Why do we drink water cold when we are thirsty?

I’ve never been to Asia, but I have a feeling that when they enjoy warm water they don’t guzzle it by the litre. Guzzling somehow seems an American thing to do. Maybe it goes hand in hand with their (Americans’) preference for cold water. There is something in the vomiting-due-to-cultural-conditioning theory, though.

I also agree with barbitu8, that cold water is absorbed faster and I don’t know where I heard it. However, it’s not a case of “the colder the better.” There is a certain optimum temperature for water absorption, but I don’t know what it is or why. Is there an absorption expert in the house?

Gordo, you’re right about sipping versus guzzling. It is not the temperature of water that is emetic. It’s the volume.

Think! If warm salty water causes vomiting, then how is it possible to take soup, broth, bouillon, or consommé? The warmth and salt are not what does it. You can sip warm salty liquid slowly and it will not cause vomiting. It’s the rapid increase in volume that does it.

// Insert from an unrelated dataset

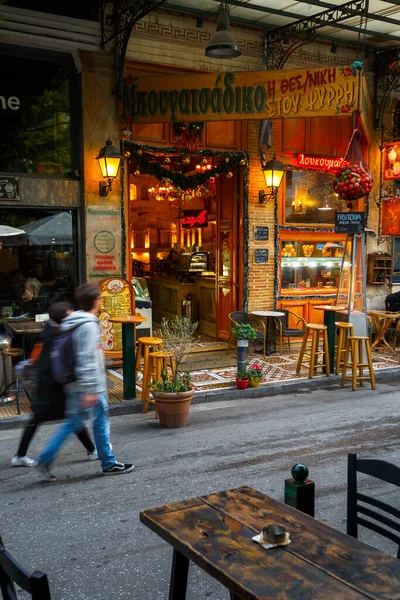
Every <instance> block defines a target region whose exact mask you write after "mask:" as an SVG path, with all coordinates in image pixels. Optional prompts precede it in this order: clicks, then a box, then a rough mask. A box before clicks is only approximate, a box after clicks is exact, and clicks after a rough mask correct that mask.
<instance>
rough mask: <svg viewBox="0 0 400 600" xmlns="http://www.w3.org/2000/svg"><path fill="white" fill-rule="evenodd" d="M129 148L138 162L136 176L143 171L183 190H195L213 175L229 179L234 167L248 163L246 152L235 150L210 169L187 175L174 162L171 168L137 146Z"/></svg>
mask: <svg viewBox="0 0 400 600" xmlns="http://www.w3.org/2000/svg"><path fill="white" fill-rule="evenodd" d="M129 149H130V152H131V158H132V159H133V160H134V162H135V163H136V168H134V172H133V174H134V175H135V176H139V175H140V174H141V173H146V175H152V176H153V177H155V178H156V179H158V181H162V182H164V183H169V184H171V185H173V186H174V187H176V188H179V189H180V190H182V191H188V190H195V189H196V188H198V187H200V186H203V185H204V184H206V183H207V181H209V180H210V179H211V178H212V177H219V176H220V175H225V176H226V177H228V179H229V178H231V177H232V176H233V174H232V169H233V168H234V167H236V166H238V165H240V166H245V165H246V164H247V157H246V154H245V153H244V152H242V153H238V152H235V153H231V154H230V155H229V156H225V155H223V156H224V158H223V159H222V161H221V162H220V163H219V164H218V165H216V166H215V167H213V168H212V169H210V170H207V171H199V172H198V173H194V174H193V175H185V174H184V173H182V172H181V171H177V170H174V167H173V165H172V163H170V164H169V168H166V167H165V166H163V165H162V164H160V163H159V162H154V160H152V161H150V160H149V159H148V158H146V156H145V155H144V153H143V151H141V152H140V151H139V149H138V148H136V147H135V146H133V145H132V146H131V145H130V146H129ZM197 155H200V156H201V155H207V156H210V154H206V153H204V152H202V151H198V152H197ZM226 161H227V162H226ZM164 162H165V159H164Z"/></svg>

When you chug a huge amount of liquid all at once, the stomach will react violently and expel it. The reason warmth and salt are used is that they make it easier to down a large amount of liquid rapidly. You can’t chug ice-cold liquid as fast, your throat would seize up.

Soup is used to break fasts and begin meals for exactly the opposite effect: the warm salty liquid helps to settle the stomach. It’s comfort food. As long as you sip it slowly.

May have started with a faulty premise, but it’s a very interesting thread nonetheless.

So if I walk into a Burger King in downtown Beijing and order a Whopper and a Coke, how exactly is the soft drink served? That is, assuming I don’t specify a preference. Ice? Lots? Not much? If none, what is the liquid’s general temperature?

Like I said, drinking large quantities of warm water makes you sick. Early humans didn’t have the luxury of drinking water in small amounts. A lot of people still don’t. I don’t drink water in huge amounts because of cultural conditioning, I do it because I don’t have the luxury of doing otherwise.